The newspapers were playing it down but London murders always found an audience. ‘London Club Murder’ it said, and there was a lot of stuff about the police going through the membership books at the ‘Tin-Tack Club’ where Charlie was a part-time barman.
‘Murray said he was a close friend of yours,’ said Jean.
I told her that he had warned me when I was in danger, but I didn’t tell her that anyone else had.
‘But why would anyone want to kill him? For helping you?’
‘Oh no,’ I said. ‘It was more tragic than that. He’d lent me some clothes, including a light-blue raincoat. I gave Charlie his raincoat back at Fortes, and he wore it when he left me and returned home. It was a simple case of mistaken identity.’
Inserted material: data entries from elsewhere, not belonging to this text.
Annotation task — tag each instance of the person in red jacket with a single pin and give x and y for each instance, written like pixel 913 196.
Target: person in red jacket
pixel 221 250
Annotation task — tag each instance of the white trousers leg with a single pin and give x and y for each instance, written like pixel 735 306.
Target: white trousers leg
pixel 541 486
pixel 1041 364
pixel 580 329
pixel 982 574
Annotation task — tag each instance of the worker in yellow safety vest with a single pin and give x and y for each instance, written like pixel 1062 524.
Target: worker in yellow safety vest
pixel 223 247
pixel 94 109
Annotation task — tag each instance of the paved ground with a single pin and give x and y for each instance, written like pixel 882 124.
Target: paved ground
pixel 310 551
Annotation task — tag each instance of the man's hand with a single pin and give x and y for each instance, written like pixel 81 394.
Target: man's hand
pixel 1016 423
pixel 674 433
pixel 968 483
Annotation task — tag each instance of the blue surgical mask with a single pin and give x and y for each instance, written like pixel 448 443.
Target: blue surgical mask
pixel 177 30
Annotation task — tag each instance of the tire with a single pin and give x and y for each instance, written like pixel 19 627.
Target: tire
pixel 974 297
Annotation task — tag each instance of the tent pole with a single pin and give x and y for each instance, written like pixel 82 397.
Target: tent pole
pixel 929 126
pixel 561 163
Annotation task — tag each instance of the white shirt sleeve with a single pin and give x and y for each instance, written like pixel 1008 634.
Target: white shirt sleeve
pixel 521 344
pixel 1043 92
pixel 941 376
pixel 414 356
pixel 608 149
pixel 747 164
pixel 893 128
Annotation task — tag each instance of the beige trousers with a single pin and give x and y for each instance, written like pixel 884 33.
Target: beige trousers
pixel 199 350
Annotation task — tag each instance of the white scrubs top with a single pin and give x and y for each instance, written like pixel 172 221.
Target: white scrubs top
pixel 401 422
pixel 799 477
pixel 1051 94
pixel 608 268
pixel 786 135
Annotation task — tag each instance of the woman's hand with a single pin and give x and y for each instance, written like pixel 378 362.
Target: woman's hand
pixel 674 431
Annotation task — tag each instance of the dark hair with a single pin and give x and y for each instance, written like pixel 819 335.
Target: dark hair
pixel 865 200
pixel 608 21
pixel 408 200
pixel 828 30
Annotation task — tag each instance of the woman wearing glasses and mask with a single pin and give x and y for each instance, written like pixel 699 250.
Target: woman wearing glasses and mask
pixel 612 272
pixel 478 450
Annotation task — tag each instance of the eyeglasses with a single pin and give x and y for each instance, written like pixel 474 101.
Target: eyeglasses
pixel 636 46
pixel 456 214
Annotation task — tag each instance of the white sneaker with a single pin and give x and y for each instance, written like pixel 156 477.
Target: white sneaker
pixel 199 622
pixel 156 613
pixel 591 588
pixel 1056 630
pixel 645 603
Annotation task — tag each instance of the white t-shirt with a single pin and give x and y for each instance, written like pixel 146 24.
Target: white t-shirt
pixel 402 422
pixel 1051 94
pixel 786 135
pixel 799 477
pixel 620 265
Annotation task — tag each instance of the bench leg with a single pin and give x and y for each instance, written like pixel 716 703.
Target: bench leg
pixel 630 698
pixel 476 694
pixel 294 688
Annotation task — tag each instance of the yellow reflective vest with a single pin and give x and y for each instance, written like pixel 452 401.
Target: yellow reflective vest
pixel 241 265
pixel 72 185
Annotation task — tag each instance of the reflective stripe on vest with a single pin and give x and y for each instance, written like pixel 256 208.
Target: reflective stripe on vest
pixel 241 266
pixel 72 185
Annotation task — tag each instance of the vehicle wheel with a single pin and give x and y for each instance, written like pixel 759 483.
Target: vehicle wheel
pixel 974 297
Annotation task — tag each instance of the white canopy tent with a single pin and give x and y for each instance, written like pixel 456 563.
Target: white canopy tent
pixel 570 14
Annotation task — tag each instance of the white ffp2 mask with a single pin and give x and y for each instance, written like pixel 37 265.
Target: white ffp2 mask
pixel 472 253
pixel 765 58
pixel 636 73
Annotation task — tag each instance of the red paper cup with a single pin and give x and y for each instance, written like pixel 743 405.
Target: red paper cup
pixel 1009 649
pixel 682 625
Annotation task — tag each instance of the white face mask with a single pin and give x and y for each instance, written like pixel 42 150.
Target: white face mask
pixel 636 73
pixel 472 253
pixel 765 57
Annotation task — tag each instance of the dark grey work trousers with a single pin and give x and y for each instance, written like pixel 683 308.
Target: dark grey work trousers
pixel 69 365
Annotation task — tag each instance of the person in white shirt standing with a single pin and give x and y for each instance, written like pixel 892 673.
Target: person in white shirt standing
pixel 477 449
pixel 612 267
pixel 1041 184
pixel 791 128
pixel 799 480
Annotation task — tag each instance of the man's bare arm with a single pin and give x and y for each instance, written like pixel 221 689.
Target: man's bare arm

‘Who arranged it?’ asked Jean.
‘A hoodlum that worked for Jay’s network. We’ll pick him up,’ I said.
‘Not Jay himself?’
‘No, certainly not. On the contrary. As soon as he got wind of Charlie’s connection with C-SICH he rushed down to talk to Dalby, which is where I came in.’
‘He hoped Dalby could black it out?’ Jean said.
‘Yes, but Dalby hadn’t a chance with C-SICH. It’s got too many direct government connections via industry, as well as the combined services side of it.’